Considering that today’s B2B organizations are largely selling to a committee or “buying unit,” this question makes a lot of sense. After all, marketers need to address each relevant contact at a prospect’s organization, and keep track of each interaction and the progression of the relationship. At the same time, their sales teams manage opportunities at the account level. The last thing any organization wants to do is duplicate efforts while interacting with prospects (and in the process let on that the left hand doesn’t know what the right hand is doing). This challenge is clearly top of mind for many marketers – I saw lots of heads nodding in agreement whenever the question was posed.
I’m no expert on this topic, so I was glad to see David Raab (one of the presenters, and a great one, at that) address the “CRM vs marketing automation” issue on his blog. I strongly encourage you to read his in-depth and well-articulated post. Here are the points that caught my attention:
- Marketing automation and CRM systems are very different tools serving distinct needs.
- These two systems are likely going to merge. In fact, David points to marketing automation solutions aimed at smaller organizations that are already incorporating CRM functionality.

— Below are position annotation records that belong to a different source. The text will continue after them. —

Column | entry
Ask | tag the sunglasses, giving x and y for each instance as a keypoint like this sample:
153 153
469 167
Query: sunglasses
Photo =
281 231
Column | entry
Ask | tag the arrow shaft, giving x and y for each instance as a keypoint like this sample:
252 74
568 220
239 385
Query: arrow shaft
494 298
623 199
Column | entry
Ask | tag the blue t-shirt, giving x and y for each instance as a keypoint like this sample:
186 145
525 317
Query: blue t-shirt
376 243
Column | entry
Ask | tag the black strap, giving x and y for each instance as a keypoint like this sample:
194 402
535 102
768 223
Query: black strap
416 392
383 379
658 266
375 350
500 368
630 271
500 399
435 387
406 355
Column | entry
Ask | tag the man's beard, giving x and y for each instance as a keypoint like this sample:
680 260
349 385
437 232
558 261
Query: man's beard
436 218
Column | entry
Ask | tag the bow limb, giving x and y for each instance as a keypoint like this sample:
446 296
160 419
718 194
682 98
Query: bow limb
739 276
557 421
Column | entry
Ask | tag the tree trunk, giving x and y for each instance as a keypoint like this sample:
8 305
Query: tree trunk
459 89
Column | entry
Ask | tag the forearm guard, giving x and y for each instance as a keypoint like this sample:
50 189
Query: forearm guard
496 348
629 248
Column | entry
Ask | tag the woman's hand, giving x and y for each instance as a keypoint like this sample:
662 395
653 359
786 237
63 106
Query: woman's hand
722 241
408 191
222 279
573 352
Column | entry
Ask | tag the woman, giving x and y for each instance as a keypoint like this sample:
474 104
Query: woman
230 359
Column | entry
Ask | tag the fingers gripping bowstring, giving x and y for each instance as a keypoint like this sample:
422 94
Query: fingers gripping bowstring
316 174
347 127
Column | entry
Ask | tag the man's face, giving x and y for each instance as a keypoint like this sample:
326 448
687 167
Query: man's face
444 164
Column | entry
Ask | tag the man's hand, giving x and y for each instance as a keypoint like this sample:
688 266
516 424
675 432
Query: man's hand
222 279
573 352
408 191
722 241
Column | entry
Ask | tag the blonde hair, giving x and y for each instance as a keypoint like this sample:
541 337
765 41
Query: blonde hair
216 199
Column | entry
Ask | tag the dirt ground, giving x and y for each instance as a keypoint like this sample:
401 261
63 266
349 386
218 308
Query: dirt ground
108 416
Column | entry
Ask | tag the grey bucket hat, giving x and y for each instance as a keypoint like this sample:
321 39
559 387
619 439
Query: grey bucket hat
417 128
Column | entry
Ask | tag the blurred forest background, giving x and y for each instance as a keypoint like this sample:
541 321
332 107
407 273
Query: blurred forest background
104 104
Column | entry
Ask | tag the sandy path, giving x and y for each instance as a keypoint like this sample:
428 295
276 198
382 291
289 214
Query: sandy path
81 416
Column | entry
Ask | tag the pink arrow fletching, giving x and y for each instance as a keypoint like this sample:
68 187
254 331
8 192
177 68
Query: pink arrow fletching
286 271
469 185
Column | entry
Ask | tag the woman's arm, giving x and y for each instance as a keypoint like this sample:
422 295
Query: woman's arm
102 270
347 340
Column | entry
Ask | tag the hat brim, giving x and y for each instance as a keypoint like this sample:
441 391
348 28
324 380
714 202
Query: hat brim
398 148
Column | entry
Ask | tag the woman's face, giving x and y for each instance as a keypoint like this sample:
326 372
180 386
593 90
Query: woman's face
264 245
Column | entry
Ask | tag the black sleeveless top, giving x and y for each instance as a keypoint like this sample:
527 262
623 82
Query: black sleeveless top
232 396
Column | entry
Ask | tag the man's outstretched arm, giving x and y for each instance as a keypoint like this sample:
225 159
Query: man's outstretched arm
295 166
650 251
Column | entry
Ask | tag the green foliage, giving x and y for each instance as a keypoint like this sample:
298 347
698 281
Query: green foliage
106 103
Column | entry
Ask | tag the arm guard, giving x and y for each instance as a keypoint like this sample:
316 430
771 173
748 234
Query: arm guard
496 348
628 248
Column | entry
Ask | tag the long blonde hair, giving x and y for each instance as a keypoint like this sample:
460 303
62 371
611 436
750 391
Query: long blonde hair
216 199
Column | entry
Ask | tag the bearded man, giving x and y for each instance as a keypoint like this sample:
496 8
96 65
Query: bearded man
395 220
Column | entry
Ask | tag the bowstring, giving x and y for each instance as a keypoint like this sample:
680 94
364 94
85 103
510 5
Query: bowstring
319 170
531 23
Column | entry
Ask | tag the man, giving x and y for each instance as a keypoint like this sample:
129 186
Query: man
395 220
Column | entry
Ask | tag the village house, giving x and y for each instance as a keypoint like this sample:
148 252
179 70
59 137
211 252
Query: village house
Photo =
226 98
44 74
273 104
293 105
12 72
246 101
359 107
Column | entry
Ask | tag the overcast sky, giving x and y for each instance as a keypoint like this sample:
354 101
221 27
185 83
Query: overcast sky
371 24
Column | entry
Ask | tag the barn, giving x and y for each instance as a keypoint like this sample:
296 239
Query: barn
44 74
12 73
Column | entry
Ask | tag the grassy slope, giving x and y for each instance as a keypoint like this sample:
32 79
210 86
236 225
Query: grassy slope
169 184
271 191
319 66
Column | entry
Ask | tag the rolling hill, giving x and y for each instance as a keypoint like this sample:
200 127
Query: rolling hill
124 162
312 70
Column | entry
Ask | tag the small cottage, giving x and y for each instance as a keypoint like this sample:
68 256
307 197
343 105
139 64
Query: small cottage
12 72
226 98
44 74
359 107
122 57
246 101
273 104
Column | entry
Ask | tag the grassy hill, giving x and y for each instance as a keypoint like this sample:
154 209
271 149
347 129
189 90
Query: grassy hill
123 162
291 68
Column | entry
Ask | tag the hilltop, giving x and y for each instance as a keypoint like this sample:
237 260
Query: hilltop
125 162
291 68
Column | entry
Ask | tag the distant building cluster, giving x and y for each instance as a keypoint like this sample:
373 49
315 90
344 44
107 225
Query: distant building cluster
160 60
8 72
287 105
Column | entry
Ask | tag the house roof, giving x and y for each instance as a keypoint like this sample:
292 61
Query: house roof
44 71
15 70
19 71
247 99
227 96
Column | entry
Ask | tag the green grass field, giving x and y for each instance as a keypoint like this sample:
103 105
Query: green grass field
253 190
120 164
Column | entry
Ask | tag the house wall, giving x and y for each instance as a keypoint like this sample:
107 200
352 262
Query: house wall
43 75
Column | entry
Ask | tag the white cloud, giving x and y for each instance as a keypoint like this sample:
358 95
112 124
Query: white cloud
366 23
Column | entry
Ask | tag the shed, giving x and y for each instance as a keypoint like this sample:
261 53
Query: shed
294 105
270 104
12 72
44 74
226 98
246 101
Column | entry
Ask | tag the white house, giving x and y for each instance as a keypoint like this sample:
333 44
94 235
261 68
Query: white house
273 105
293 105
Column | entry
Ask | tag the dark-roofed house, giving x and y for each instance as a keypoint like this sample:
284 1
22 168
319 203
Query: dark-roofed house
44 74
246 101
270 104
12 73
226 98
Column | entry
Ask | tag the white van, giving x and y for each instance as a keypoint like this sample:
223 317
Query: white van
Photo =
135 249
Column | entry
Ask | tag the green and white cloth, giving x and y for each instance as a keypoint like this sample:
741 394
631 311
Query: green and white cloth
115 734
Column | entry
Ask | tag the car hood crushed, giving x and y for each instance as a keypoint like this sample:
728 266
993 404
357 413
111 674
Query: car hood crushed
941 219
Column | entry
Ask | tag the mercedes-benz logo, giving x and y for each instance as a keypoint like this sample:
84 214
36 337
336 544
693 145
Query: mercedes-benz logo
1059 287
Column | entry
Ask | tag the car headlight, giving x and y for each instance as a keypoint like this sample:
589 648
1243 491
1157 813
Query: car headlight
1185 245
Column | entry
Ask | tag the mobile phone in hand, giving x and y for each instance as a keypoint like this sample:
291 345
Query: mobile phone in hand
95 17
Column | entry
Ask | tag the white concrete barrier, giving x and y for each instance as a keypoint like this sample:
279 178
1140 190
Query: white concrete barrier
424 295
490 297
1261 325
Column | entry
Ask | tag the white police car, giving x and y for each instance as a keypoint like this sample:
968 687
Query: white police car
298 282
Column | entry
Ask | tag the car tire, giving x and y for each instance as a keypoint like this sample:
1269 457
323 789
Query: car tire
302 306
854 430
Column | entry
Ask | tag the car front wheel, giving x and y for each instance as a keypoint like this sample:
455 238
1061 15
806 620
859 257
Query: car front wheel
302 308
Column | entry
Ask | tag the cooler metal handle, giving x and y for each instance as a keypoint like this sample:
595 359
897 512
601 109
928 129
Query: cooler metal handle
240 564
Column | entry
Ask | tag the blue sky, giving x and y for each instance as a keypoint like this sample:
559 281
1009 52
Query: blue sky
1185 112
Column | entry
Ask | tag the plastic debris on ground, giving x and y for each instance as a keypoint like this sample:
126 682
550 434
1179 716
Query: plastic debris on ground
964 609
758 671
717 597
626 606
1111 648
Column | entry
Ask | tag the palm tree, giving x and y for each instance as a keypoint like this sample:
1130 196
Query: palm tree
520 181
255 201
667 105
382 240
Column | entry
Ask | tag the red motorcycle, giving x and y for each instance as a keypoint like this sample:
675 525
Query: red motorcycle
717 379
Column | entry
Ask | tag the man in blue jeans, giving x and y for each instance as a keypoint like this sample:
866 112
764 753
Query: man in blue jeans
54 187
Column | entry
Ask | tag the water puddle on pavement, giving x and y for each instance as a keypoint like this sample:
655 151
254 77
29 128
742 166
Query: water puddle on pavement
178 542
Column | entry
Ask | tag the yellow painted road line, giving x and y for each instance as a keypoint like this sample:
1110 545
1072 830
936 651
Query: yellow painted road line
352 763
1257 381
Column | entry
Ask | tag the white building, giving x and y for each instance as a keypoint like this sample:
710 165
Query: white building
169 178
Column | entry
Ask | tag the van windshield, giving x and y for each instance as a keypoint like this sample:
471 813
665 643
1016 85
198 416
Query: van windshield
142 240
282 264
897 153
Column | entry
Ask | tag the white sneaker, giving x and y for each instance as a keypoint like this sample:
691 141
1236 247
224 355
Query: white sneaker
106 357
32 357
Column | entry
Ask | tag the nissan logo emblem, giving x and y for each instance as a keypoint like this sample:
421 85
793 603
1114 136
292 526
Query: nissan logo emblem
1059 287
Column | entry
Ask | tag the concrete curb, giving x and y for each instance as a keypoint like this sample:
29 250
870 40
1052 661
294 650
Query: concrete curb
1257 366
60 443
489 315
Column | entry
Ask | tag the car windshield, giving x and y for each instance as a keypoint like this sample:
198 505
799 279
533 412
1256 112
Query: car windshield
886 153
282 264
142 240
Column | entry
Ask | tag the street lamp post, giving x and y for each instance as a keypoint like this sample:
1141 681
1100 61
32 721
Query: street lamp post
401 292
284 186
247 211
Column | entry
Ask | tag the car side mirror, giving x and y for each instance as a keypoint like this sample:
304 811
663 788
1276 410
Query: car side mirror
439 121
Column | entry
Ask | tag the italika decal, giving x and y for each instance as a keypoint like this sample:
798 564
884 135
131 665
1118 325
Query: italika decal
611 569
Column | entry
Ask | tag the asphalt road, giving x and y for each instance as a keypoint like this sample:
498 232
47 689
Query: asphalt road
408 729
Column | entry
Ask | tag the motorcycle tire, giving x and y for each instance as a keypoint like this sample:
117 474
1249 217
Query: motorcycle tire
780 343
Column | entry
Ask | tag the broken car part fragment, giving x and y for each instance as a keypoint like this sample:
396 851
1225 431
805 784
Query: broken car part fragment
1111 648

On the flip side, he calls out marketing automation systems aimed at larger firms that enable sales folks to access information in those systems from a CRM solution.
- David concedes that: “account vs individual is one of the toughest issues in integrating marketing automation with CRM.” Check out his response to my question in the comments section for a thorough explanation of the challenges.
By the way, Chris Koch and other folks at ITSMA have put lots of thought into account-based marketing, which ITSMA defines as “treating important customers as markets of one and building a relationship in which you help them articulate their needs.” If you’re looking for case studies, research results, and insightful thoughts on this topic, I suggest checking out the ITSMA site andChris Koch’s blog.